National | Par La rédaction

Une étude Inrae/Ifremer Les produits phytos vus par les scientifiques

L’Institut national de recherche pour l’agriculture, l’alimentation et l’environnement (Inrae) et l’Institut français de recherche pour l’exploitation de la mer (Ifremer) ont rendu public, le 5 mai, le résultat d’une expertise scientifique. Celle-ci dresse un état des lieux des impacts des produits phytopharmaceutiques sur la biodiversité et les services écosystémiques. S’il reste encore du chemin à parcourir, les deux instituts reconnaissent que des progrès ont été réalisés.

( Crédit image : iStock-Luca Piccini Basile)

Saisis par les ministères de la transition écologique, de l’agriculture et de la recherche, l’Inrae et l’Ifremer ont mis leurs moyens en commun et travaillé pendant deux ans pour dresser l’inventaire de l’impact des produits phytosanitaires sur l’environnement : sols, eaux, biodiversité animale etc. «Les contaminations sont plurielles. Elles concernent tous les produits et tous les milieux», indique Wilfried Sanchez, directeur scientifique adjoint de l’Ifremer qui pointe les concentrations élevées dans les sols agricoles et des pollutions plus diffuses mais existantes «y compris dans les fonds marins». «On retrouve encore du DDT (un pesticide interdit en France en 1971, ndlr) jusqu’à 3 000 mètres de profondeur et au large des îles Kerguelen», souligne-t-il.

Trouver un équilibre

Les chercheurs confirment que l’utilisation des produits phytopharmaceutiques (PPP) qui ont pourtant reçu une autorisation officielle de mise sur le marché, contribuent à faire reculer la biodiversité comme les oiseaux, les pollinisateurs. «Ils peuvent avoir des effets sub-létaux comme la perte d’orientation pendant le vol, quelques déficiences immunitaires, des modifications comportementales comme une plus faible capacité à fuir certains prédateurs», précise Stéphane Pesce, directeur de recherche en écotoxicologie à l’Inrae. «Mais il ne faut pas nier que les PPP permettent aussi de préserver les productions végétales et d’assurer la sécurité alimentaire», rappellent Wilfried Sanchez et Thierry Caquet, directeur scientifique Environnement de l’Inrae. Ce dernier milite d’ailleurs pour «trouver un équilibre entre la protection des cultures et la limitation des effets et des impacts des PPP. Il faut sortir d’une certaine logique de dépendance», explique-t-il citant le plan Ecophyto qui se fixe pour objectif de réduire de 50 % l’apport des PPP sur les cultures d’ici 2025. «C’est possible», martèle-t-il citant l’exemple des fermes-pilotes qui parviennent à réduire leurs intrants, sans perte de ressource et sans perte de revenus.
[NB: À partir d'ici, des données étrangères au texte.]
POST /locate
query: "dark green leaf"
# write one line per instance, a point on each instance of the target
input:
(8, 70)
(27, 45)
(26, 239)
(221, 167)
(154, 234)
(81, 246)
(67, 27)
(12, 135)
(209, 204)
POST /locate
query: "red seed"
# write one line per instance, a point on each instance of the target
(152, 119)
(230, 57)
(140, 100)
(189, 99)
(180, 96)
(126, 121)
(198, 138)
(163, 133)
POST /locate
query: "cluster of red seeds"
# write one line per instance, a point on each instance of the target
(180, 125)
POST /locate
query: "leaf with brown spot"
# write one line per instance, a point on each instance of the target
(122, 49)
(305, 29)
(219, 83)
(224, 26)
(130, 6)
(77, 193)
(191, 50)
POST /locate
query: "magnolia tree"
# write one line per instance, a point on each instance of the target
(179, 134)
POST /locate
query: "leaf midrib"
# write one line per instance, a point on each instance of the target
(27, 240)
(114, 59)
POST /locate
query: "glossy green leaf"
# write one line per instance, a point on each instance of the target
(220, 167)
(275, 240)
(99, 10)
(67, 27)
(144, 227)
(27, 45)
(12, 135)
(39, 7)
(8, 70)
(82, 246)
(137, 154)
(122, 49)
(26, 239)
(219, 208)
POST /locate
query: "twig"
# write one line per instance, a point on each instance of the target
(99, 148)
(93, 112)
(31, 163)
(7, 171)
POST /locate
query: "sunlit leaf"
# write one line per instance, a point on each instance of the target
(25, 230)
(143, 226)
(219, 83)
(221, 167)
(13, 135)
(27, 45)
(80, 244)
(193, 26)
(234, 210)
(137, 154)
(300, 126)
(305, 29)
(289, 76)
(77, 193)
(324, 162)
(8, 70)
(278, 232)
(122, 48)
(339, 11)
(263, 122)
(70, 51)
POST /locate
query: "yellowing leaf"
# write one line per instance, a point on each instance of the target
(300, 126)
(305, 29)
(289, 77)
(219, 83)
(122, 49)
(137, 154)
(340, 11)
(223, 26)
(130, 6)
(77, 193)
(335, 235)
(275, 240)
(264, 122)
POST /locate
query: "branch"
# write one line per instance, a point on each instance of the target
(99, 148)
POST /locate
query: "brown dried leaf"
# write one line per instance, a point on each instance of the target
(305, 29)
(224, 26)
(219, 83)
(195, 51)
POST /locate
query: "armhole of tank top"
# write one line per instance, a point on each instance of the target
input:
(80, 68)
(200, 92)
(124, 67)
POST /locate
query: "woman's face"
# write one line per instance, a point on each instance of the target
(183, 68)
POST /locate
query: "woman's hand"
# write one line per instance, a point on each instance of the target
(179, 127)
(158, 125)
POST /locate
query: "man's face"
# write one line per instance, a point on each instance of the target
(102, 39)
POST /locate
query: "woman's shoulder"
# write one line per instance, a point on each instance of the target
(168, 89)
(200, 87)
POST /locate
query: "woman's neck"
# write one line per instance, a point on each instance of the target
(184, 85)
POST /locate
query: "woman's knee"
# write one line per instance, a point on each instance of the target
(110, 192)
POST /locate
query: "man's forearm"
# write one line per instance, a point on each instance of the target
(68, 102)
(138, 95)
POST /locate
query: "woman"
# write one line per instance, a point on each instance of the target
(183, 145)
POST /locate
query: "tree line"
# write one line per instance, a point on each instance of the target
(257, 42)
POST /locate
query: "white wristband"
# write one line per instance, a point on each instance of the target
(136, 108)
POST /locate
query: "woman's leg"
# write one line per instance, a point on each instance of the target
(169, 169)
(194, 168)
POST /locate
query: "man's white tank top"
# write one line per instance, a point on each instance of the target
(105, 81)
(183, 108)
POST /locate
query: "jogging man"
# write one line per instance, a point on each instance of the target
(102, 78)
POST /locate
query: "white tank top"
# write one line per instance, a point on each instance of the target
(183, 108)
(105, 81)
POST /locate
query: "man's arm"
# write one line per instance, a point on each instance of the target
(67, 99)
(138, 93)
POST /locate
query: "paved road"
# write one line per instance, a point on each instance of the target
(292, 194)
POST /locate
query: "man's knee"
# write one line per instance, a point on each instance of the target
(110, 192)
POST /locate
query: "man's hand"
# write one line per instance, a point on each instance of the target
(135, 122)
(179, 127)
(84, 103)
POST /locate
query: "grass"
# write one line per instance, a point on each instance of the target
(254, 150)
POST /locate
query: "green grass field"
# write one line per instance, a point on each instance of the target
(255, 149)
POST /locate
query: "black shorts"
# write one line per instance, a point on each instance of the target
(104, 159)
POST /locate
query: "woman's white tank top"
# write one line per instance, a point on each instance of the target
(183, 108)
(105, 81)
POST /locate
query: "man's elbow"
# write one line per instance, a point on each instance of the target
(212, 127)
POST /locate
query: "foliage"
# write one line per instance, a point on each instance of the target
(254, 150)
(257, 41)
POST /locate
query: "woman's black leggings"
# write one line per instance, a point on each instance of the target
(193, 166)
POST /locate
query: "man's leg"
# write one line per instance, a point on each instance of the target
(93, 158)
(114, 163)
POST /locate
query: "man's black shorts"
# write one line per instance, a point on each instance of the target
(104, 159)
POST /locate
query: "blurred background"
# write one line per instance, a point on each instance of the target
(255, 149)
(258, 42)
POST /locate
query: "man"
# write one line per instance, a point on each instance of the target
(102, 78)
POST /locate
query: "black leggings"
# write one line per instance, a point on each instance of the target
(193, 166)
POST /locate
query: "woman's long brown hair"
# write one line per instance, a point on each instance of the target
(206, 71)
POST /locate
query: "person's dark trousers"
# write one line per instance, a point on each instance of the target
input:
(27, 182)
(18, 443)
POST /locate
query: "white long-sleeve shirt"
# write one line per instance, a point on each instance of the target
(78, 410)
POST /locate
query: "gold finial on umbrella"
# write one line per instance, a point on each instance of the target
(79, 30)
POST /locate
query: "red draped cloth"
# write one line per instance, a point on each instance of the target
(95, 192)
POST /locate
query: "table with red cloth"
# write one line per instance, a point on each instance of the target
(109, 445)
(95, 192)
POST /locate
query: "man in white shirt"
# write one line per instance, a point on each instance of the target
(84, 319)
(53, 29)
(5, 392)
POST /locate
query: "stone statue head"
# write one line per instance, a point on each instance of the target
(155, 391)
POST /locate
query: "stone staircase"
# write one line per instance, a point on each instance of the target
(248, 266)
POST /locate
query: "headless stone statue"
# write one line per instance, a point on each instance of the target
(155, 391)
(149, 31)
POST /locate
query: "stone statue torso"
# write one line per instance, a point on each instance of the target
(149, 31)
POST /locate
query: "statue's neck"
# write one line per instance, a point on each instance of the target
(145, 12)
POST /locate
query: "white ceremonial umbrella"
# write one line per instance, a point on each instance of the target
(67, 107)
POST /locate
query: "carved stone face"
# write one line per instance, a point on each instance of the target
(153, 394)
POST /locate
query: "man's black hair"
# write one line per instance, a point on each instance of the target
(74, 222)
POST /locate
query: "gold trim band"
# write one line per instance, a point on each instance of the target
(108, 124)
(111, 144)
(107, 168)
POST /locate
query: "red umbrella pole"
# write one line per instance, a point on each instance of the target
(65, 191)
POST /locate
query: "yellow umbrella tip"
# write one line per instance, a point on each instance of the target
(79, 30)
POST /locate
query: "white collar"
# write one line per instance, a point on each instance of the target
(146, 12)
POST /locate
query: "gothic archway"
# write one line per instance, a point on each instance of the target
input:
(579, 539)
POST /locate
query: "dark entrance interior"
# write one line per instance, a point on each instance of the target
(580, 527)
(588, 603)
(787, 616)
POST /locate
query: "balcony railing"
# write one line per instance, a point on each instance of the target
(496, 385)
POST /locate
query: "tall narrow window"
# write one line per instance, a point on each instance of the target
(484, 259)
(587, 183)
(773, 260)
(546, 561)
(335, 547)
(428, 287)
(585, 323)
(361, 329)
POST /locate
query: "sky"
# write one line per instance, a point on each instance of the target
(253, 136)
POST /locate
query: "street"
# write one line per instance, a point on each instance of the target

Réglementation très contraignante

La solution pourrait venir de «nombreux leviers d’action», comme la réduction des quantités à appliquer ou en favorisant le biocontrôle car ce dernier présente «une faible persistance et une faible écotoxicité», avance Laure Mamy, directrice de recherche à l’Inrae. Elle concède toutefois que si le biocontrôle est une «alternative prometteuse», il existe des produits naturels dont la toxicité est égale et supérieure à certains produits chimiques de synthèse. De même, met-elle en avant l’amélioration des formulations et les progrès techniques comme les buses antidérives («qui réduisent la dérive d’au moins 70 %»). Comme Stéphane Pesce, elle prône à demi-mots le retour des haies qui constituent autant de zones refuge pour la biodiversité, qui réduit les effets des PPP et limite leurs transferts. Le niveau réglementaire peut constituer un autre levier d’action. Laure Mamy rappelle que la réglementation européenne en matière de PPP «est l’une des plus exigeante au monde, notamment en terme d’évaluation des impacts de substances sur l’environnement». «Beaucoup plus contraignante que celle des États-Unis par exemple». Enfin, la sélection végétale peut aussi venir au secours de la biodiversité à l’image des cépages résistants au mildiou et à l’oïdium qui permettent de réduire jusqu’à 80 % les applications fongicides.